Nielsen's departure comes after publicly conflicting with the president late last month over U.S. relations with Central America, and amid media reports that Nielsen did not go far enough in pushing Trump's restrictionist agenda at the southern U.S. border.
"Secretary Nielsen's had a rocky tenure… from denying family separations were initially happening to having to justify the 'zero-tolerance' policy," said Krish O'Mara Vignarajah, president of Lutheran Immigration and Refugee Services. "This wasn't altogether unexpected."
With media reports that Trump wants to reinstate a policy of separating migrant children from their families at the border, the White House on Monday did not issue a flat-out denial of the allegation.
Hogan Gidley, White House deputy press secretary, told reporters: "The separation of families, you know, the president has said before he does not like that. It's a horrible practice. But Congress has a way to fix that so that it will not be a magnet for people to come here and use children to do it."
But migration is not triggered by one variable, such as congressional action, rather by several: conditions in migrants' home countries, policies in the United States, economic variables, weather. And that list changes.

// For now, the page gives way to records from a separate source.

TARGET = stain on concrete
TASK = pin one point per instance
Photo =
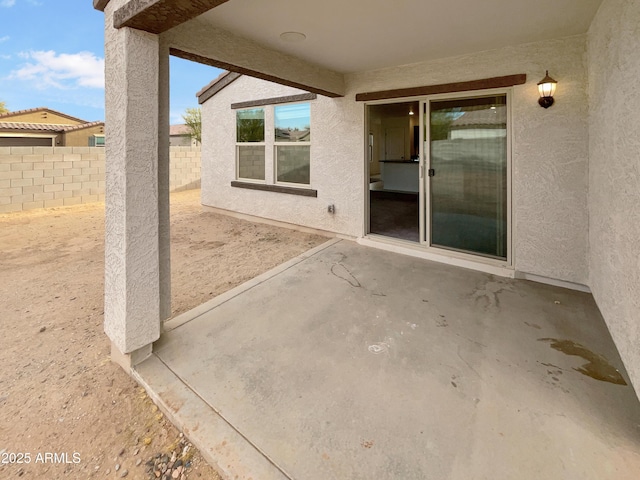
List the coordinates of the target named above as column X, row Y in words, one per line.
column 342, row 272
column 487, row 294
column 378, row 348
column 597, row 367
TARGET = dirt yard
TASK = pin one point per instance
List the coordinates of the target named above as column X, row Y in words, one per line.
column 66, row 411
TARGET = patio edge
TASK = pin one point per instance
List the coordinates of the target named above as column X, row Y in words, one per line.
column 223, row 447
column 194, row 313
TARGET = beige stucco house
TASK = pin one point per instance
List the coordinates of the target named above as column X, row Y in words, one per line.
column 395, row 96
column 43, row 127
column 180, row 136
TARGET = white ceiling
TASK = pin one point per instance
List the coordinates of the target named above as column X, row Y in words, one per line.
column 359, row 35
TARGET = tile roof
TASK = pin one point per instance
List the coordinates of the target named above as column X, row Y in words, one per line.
column 46, row 127
column 40, row 109
column 180, row 129
column 224, row 79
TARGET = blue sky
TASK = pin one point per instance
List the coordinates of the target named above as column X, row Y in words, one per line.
column 52, row 55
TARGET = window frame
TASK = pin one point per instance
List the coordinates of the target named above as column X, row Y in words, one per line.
column 304, row 143
column 262, row 144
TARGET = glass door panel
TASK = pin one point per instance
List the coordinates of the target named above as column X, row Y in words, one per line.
column 467, row 141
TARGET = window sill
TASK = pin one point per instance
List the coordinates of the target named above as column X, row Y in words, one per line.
column 304, row 192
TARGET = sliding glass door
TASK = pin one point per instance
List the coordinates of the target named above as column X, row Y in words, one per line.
column 466, row 199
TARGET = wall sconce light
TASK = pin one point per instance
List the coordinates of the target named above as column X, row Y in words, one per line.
column 546, row 87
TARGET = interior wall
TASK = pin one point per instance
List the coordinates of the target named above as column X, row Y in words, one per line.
column 549, row 147
column 614, row 173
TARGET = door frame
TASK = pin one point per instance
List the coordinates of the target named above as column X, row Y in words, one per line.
column 425, row 183
column 425, row 192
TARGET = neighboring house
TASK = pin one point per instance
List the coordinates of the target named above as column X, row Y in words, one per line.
column 180, row 136
column 553, row 197
column 43, row 127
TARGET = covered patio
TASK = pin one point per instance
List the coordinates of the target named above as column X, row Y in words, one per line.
column 351, row 362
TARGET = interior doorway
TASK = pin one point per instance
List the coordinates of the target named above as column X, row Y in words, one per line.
column 439, row 173
column 393, row 170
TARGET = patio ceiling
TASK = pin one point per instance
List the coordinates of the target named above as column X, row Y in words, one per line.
column 363, row 35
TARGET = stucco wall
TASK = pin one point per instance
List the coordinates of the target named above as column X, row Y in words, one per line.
column 337, row 171
column 550, row 174
column 614, row 173
column 549, row 147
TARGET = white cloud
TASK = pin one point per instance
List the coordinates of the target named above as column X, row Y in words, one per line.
column 63, row 71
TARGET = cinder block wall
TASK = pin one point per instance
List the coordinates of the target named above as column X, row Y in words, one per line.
column 41, row 177
column 38, row 177
column 185, row 168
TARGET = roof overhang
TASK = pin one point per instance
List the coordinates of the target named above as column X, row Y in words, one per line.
column 340, row 37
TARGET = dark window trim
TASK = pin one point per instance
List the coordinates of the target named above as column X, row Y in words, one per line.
column 303, row 192
column 482, row 84
column 274, row 101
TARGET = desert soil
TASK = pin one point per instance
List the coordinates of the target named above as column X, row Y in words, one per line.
column 66, row 410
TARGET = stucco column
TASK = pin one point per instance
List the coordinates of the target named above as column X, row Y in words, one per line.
column 136, row 226
column 164, row 181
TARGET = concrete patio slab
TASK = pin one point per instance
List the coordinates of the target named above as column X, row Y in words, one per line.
column 355, row 363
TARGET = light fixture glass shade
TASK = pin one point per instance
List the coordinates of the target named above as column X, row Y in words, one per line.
column 547, row 86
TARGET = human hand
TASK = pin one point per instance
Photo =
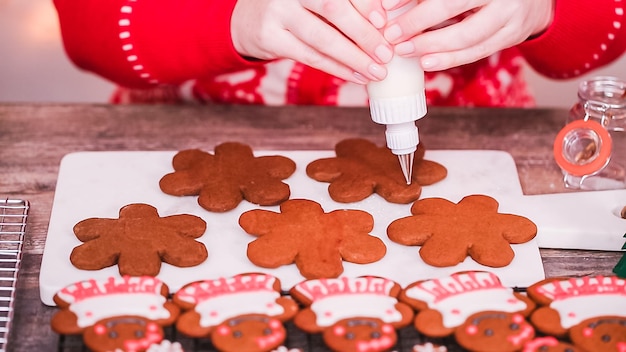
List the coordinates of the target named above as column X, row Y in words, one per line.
column 429, row 30
column 339, row 37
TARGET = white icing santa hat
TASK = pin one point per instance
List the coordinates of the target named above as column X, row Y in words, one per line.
column 341, row 298
column 93, row 300
column 577, row 299
column 221, row 299
column 460, row 295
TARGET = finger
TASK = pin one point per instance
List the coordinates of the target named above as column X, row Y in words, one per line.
column 469, row 32
column 303, row 53
column 450, row 59
column 372, row 10
column 349, row 21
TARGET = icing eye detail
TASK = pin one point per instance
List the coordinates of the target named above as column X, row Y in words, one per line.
column 471, row 330
column 339, row 330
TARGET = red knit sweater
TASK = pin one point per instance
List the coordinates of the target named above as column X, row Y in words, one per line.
column 176, row 44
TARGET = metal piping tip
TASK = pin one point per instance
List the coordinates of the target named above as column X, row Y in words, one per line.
column 406, row 164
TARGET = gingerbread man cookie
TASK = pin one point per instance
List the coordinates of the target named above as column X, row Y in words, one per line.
column 445, row 304
column 138, row 241
column 494, row 331
column 361, row 169
column 116, row 314
column 240, row 313
column 353, row 314
column 223, row 179
column 450, row 232
column 317, row 242
column 590, row 310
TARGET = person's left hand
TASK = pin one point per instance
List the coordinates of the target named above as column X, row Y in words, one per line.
column 429, row 31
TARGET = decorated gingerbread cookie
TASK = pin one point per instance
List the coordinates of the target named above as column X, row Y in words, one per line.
column 494, row 331
column 317, row 242
column 119, row 313
column 467, row 304
column 138, row 241
column 361, row 168
column 353, row 314
column 590, row 310
column 241, row 313
column 223, row 179
column 448, row 232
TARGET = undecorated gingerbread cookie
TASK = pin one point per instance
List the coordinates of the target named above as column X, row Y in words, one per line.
column 240, row 313
column 138, row 241
column 316, row 241
column 223, row 179
column 116, row 314
column 465, row 305
column 448, row 232
column 361, row 168
column 353, row 314
column 590, row 310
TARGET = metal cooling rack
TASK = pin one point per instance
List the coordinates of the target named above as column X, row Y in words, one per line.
column 13, row 214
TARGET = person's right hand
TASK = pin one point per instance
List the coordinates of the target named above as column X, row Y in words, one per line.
column 335, row 36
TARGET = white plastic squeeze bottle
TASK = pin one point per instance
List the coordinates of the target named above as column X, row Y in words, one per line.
column 398, row 101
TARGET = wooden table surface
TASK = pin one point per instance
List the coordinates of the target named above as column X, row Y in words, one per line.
column 34, row 138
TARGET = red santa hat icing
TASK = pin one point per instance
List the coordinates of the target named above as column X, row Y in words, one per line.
column 577, row 299
column 224, row 298
column 93, row 300
column 341, row 298
column 460, row 295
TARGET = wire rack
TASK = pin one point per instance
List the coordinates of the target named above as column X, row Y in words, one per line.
column 13, row 214
column 297, row 341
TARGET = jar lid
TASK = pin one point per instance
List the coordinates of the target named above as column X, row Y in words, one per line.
column 582, row 148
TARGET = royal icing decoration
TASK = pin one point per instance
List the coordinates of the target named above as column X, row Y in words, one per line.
column 341, row 298
column 225, row 298
column 93, row 300
column 577, row 299
column 460, row 295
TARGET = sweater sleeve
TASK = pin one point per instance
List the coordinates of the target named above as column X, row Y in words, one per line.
column 584, row 35
column 140, row 43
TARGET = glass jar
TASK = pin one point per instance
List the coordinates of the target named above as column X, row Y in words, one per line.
column 591, row 148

Neither Nielsen nor Trump, however, have publicly acknowledged that the administration's policies may in fact be contributing to the increased number of border-crossers in recent months, as Dree K. Collopy, chair of the National Asylum and Refugee Liaison Committee of the American Immigration Lawyers Association, suggested in January.

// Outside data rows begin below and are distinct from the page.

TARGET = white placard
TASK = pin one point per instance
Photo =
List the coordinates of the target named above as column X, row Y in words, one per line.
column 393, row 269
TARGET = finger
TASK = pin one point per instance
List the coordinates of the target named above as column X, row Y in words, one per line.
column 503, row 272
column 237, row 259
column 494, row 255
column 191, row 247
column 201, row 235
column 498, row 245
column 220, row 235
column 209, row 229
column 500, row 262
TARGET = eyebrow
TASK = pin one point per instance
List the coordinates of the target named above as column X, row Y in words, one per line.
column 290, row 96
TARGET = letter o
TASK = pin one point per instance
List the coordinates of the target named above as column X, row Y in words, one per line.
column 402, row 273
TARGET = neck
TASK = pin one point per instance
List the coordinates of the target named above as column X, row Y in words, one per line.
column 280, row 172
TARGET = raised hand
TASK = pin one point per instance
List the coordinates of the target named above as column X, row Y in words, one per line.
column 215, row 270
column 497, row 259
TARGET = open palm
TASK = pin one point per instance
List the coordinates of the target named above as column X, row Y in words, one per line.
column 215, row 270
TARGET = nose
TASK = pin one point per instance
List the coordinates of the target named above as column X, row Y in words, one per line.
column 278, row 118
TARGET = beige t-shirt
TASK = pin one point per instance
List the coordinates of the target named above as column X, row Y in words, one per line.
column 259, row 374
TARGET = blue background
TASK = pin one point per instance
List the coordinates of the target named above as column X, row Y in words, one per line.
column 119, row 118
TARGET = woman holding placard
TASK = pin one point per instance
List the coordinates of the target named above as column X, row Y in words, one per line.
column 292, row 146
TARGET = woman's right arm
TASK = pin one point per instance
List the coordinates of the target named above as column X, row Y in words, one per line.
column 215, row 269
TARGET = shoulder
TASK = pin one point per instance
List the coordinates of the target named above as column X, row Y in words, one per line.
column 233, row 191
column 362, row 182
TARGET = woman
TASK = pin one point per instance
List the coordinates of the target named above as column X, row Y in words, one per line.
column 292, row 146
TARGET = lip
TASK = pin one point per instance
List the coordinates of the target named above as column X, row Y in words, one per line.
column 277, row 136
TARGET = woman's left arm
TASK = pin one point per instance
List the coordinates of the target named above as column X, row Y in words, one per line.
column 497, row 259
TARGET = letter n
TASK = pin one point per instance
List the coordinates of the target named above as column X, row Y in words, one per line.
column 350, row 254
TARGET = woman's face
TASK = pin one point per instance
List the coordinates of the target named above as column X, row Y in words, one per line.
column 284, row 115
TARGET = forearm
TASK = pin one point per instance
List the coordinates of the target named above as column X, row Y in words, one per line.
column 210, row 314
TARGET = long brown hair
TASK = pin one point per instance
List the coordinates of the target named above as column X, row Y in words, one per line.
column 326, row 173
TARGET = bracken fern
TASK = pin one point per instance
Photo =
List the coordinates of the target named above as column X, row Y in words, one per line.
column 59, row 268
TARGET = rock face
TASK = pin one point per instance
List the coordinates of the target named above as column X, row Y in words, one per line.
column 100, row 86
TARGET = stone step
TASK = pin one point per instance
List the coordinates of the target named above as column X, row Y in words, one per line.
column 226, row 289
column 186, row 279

Democrats welcome Nielsen resignation
News accounts say Nielsen had no intention of quitting when she arrived at the White House on Sunday to meet with Trump, but that he was determined to ask for her resignation, which she submitted shortly after the meeting.
White House sources have said Trump often yelled at Nielsen for apparently not being strong enough in curbing the number of migrants trying to enter the United States.
"It is deeply alarming that the Trump administration official who put children in cages is reportedly resigning because she is not extreme enough for the White House's liking," House Speaker Nancy Pelosi said in a statement following Nielsen's announcement.
Chairman of the Congressional Hispanic Caucus, U.S. Rep. Joaquin Castro, responded by summarizing Nielsen's tenure at DHS as "championing President Trump's cruel anti-immigrant agenda" and McAleenan's appointment "deeply disturbing" given the CBP commissioner's actions at the border.
Castro went on to say McAleenan "cannot be trusted… based on his record of prioritizing Trump's harmful policies."
But Nielsen's removal and McAleenan's temporary appointment are not a slam dunk on either side of the political spectrum. Noted immigration restrictionist Mark Krikorian, head of the Center for Immigration Studies, tweeted that he is "not sure McAleenan would be an improvement over Nielsen."
Trump has expressed frustration with the situation along the southern border, where hundreds of thousands of migrants trying to escape poverty and crime in Guatemala, El Salvador and Honduras have traveled through Mexico in hopes of entering the United States. Under U.S. law, foreign nationals are allowed to apply for asylum.
Nielsen's last day in office will be Wednesday, April 10.